Nessuna workstation fa girare qualsiasi modello. Ogni configurazione ha una misura, e la misura va detta prima, in chiaro: quale modello, quante persone, quante ore. Chi non te la dice, non l’ha calcolata.

Le domande che ti fa un esperto


Prima di proporre una delle tre configurazioni, un nostro esperto ti fa alcune domande. Non sono domande sull’hardware: sono domande sul tuo lavoro.

  • Quale qualità di risposta ti serve? Per molti carichi aziendali un 32B ben scelto basta; un 70B si giustifica quando la differenza si vede sui tuoi documenti, e si prova prima, non si presume.
  • Quante persone nello stesso momento? Non quante hanno l’accesso: quante interrogano il modello alle undici del mattino, quando il picco è più alto.
  • Quanto sono lunghi i documenti che passi al modello? Un capitolato da ottanta pagine e una mail sono due contesti diversi, e la cache lo sa.
  • Quante ore al giorno lavorerà la macchina? Due ore di prototipazione e otto ore di servizio continuo chiedono componenti diversi, non solo più VRAM.
  • Windows o Linux? Alcuni strumenti, MIG per primo, esistono solo su Linux; la scelta del sistema operativo cambia ciò che la scheda può fare.
  • Dove vivrà la macchina? Sotto una scrivania in ufficio o in una sala macchine: rumore, alimentazione e raffreddamento si progettano per quel posto.
  • Come cresce il team nei prossimi 24 mesi? È la domanda che decide se la piattaforma di oggi reggerà la seconda scheda di domani, o se andrà rifatta.

Il punto


In una riga: la 5090 basta più spesso di quanto si creda; due 5090 sono una piattaforma, non una scheda in più; la RTX PRO 5000 da 72 GB è la scelta che fa dormire tranquilla un’azienda che serve un team sui propri dati e vuole crescere senza rifare la macchina; quando team e modello crescono ancora, la RTX PRO 6000 da 96 GB è il passo successivo sulla stessa logica.

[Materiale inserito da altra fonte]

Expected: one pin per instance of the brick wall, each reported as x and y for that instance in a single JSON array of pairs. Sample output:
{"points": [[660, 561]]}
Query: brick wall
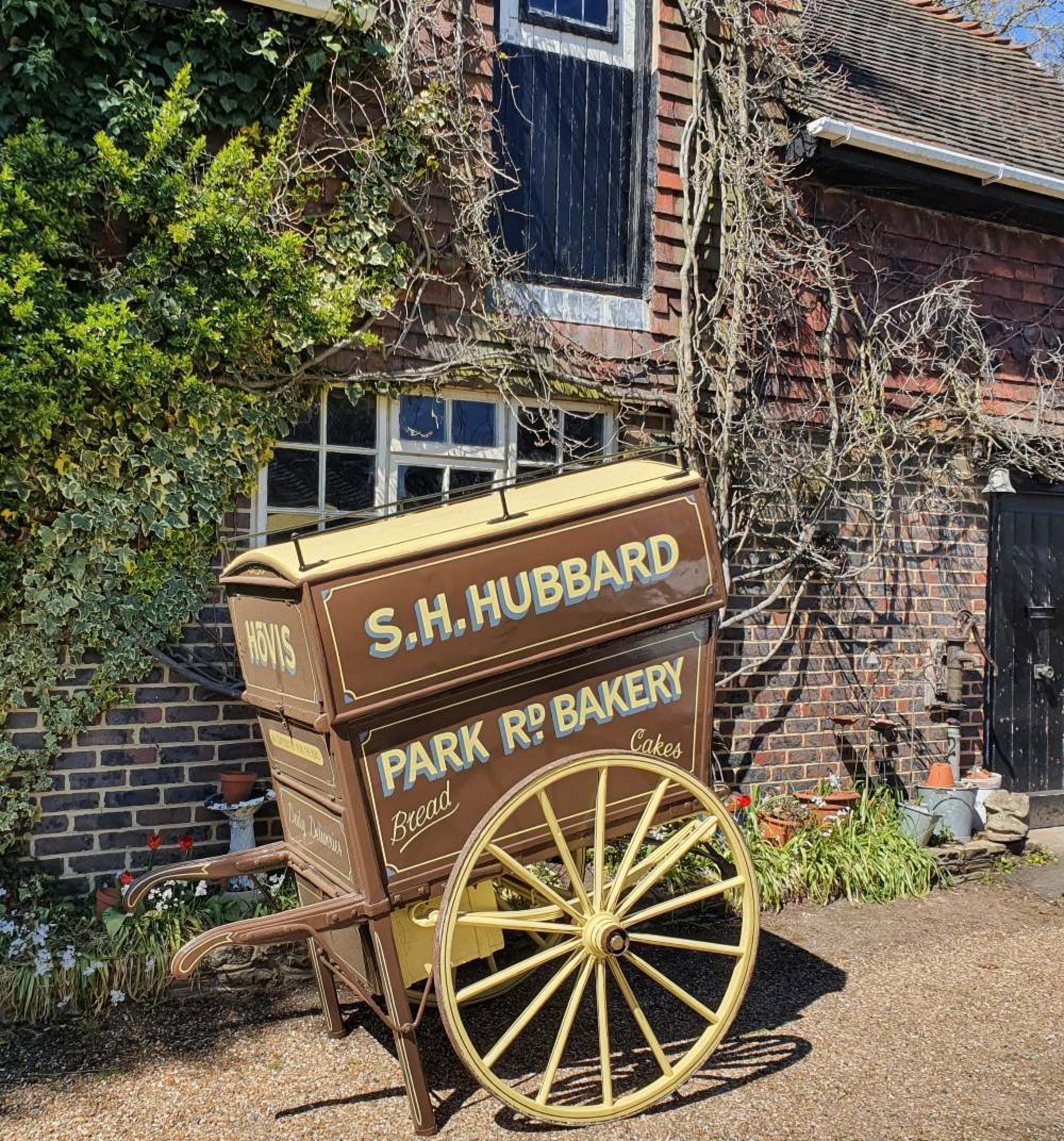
{"points": [[858, 651]]}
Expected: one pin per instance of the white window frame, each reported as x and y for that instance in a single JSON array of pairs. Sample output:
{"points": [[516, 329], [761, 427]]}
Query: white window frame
{"points": [[513, 30], [391, 451]]}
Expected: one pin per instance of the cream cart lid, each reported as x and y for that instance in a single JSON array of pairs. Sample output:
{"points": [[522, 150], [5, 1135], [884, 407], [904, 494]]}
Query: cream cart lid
{"points": [[410, 535]]}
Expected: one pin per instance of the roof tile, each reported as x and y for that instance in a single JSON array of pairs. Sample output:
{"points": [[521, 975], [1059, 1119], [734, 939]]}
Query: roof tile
{"points": [[915, 69]]}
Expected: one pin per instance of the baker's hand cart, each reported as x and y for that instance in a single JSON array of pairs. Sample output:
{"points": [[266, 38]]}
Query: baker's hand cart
{"points": [[488, 730]]}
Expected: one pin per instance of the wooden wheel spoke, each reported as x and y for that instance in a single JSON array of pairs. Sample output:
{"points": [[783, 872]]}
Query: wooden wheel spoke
{"points": [[516, 868], [512, 921], [563, 915], [686, 900], [541, 1000], [516, 970], [564, 1032], [678, 944], [673, 988], [600, 839], [664, 866], [576, 878], [637, 842], [640, 1018], [602, 1007]]}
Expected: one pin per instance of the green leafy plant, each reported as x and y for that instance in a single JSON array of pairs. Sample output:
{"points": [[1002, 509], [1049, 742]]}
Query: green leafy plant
{"points": [[864, 857], [161, 288], [56, 959]]}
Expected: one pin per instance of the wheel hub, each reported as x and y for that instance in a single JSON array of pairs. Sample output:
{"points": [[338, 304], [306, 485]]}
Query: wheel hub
{"points": [[604, 936]]}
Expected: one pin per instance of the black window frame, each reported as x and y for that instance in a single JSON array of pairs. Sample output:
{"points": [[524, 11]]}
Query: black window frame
{"points": [[645, 159], [608, 34]]}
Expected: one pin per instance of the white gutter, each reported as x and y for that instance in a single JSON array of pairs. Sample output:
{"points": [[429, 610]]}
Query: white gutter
{"points": [[839, 133], [316, 10]]}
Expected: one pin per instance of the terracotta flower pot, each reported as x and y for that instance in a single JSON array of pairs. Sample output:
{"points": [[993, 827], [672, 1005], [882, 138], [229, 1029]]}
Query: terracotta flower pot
{"points": [[106, 897], [940, 775], [236, 786], [775, 831]]}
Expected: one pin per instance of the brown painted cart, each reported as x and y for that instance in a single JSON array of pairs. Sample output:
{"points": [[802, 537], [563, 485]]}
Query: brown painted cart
{"points": [[488, 730]]}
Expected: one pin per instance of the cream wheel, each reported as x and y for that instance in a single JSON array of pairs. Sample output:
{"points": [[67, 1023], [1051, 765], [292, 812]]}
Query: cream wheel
{"points": [[631, 982]]}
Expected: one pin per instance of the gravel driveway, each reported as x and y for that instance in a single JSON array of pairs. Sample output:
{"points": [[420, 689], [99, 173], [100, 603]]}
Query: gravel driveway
{"points": [[940, 1018]]}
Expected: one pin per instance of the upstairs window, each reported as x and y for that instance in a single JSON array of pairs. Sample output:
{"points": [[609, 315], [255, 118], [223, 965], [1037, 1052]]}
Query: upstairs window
{"points": [[570, 97], [588, 17]]}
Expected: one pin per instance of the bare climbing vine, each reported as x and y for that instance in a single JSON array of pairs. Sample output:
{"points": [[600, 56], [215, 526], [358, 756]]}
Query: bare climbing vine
{"points": [[818, 388]]}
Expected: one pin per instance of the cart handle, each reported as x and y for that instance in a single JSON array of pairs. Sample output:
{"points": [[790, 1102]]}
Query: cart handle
{"points": [[285, 927], [218, 868]]}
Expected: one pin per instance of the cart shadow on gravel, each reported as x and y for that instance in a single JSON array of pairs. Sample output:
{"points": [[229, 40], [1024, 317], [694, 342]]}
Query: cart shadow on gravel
{"points": [[761, 1042]]}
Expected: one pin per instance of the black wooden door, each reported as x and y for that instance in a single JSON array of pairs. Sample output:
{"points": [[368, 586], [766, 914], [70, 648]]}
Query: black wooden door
{"points": [[1027, 642]]}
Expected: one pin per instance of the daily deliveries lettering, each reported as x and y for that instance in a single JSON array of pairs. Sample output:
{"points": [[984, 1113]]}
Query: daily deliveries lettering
{"points": [[514, 597], [565, 713]]}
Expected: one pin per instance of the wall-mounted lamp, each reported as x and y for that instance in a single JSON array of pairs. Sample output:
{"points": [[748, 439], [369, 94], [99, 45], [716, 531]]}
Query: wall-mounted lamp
{"points": [[998, 483]]}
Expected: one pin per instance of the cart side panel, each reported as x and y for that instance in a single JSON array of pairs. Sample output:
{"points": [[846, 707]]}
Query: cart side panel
{"points": [[317, 833], [279, 653], [431, 771], [399, 633], [300, 756]]}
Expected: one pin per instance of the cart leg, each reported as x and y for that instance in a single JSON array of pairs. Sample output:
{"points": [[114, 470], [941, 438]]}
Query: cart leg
{"points": [[399, 1011], [327, 989]]}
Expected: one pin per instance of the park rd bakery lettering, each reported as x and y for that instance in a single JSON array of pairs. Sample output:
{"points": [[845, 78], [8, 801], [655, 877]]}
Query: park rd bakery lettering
{"points": [[512, 598], [561, 716]]}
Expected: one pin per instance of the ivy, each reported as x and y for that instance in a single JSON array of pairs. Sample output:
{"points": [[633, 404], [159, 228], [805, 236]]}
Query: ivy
{"points": [[78, 64], [162, 281]]}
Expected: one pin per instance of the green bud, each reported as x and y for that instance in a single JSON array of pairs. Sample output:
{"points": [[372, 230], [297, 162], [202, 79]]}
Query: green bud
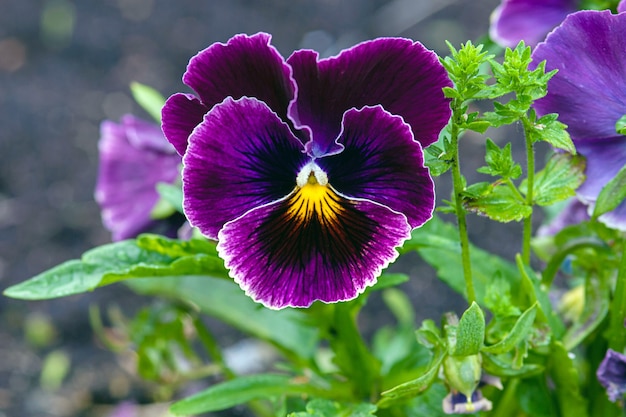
{"points": [[462, 373]]}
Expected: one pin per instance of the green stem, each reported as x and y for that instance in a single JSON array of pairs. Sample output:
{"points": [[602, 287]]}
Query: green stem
{"points": [[457, 183], [618, 307], [530, 182]]}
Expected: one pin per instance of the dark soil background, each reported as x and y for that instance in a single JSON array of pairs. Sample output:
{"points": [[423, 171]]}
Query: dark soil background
{"points": [[64, 67]]}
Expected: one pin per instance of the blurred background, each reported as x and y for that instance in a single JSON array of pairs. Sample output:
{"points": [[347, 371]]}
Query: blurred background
{"points": [[64, 67]]}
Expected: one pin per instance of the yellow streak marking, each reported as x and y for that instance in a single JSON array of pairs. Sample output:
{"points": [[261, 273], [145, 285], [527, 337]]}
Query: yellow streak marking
{"points": [[314, 199]]}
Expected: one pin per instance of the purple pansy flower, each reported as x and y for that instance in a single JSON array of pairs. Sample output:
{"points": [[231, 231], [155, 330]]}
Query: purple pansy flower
{"points": [[589, 94], [134, 157], [527, 20], [612, 374], [309, 172]]}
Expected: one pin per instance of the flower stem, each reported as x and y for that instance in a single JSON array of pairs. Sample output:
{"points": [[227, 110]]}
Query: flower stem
{"points": [[530, 182], [457, 183], [618, 307]]}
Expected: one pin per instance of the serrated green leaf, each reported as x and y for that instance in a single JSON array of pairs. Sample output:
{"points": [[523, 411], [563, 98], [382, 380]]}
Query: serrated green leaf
{"points": [[415, 387], [470, 332], [566, 379], [437, 242], [554, 132], [149, 99], [224, 300], [519, 332], [327, 408], [612, 194], [238, 391], [501, 204], [558, 181]]}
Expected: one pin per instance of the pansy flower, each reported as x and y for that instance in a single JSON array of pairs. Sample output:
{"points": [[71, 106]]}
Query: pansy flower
{"points": [[527, 20], [589, 94], [134, 158], [308, 172], [612, 374]]}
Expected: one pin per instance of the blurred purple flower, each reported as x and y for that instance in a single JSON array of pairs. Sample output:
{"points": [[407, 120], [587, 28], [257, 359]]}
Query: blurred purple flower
{"points": [[527, 20], [134, 157], [589, 94], [573, 213], [612, 374], [309, 172]]}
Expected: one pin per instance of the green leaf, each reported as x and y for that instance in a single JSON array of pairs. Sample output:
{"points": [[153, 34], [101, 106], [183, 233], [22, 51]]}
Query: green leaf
{"points": [[501, 203], [238, 391], [470, 332], [149, 99], [620, 125], [548, 129], [500, 162], [566, 379], [502, 366], [596, 308], [612, 194], [402, 392], [120, 261], [326, 408], [224, 300], [437, 242], [519, 332], [558, 181]]}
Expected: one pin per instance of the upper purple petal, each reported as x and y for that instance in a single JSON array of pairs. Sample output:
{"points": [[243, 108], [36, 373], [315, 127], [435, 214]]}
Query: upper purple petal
{"points": [[381, 162], [612, 374], [241, 156], [527, 20], [589, 90], [179, 117], [246, 66], [134, 157], [399, 74], [604, 160], [294, 252]]}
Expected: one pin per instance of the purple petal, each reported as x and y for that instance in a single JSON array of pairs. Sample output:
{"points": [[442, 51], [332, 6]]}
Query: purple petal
{"points": [[575, 212], [589, 91], [381, 162], [132, 162], [402, 76], [245, 66], [180, 116], [612, 374], [313, 245], [604, 160], [241, 156], [527, 20]]}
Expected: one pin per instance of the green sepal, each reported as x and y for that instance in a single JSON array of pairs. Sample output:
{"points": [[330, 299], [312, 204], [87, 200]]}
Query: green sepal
{"points": [[612, 194], [327, 408], [558, 181], [519, 332], [470, 333], [241, 390], [148, 99]]}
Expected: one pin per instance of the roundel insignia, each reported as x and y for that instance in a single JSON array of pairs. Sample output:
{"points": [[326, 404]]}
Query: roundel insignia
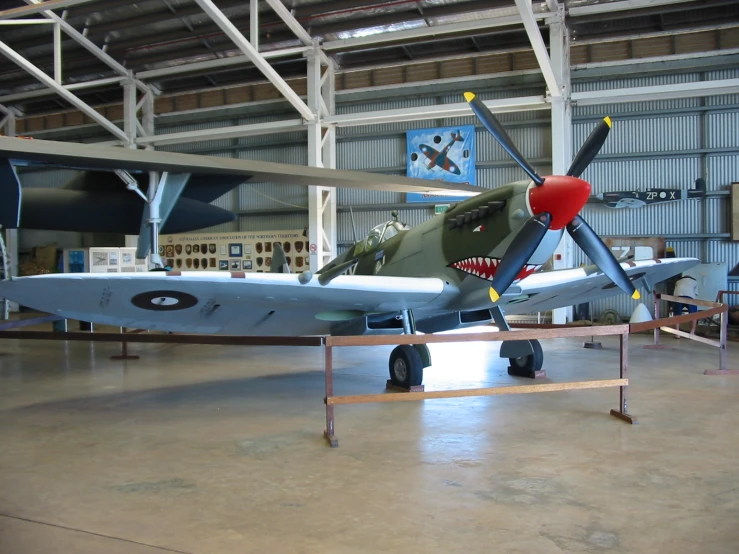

Ma la riga giusta per te la scrive il tuo lavoro, non una tabella. È lo stesso motivo per cui i quattro limiti delle workstation di marca pesano ancora di più quando si parla di AI: nessun configuratore standard ti chiede quante persone useranno il modello nello stesso momento, e nessuno progetta una dual GPU con l’aria e l’alimentazione che servono. Una workstation per l’AI in locale si dimensiona sul carico reale, si progetta intorno alle schede scelte e si prepara a crescere. In quest’ordine.

Dati tecnici: specifiche ufficiali NVIDIA (GeForce RTX 5090, RTX PRO 5000 Blackwell), documentazione NVIDIA Multi-Instance GPU, forum sviluppatori NVIDIA. Stime di occupazione memoria calcolate sulla formula della KV cache pubblicata da NVIDIA. Aggiornato a settembre 2026.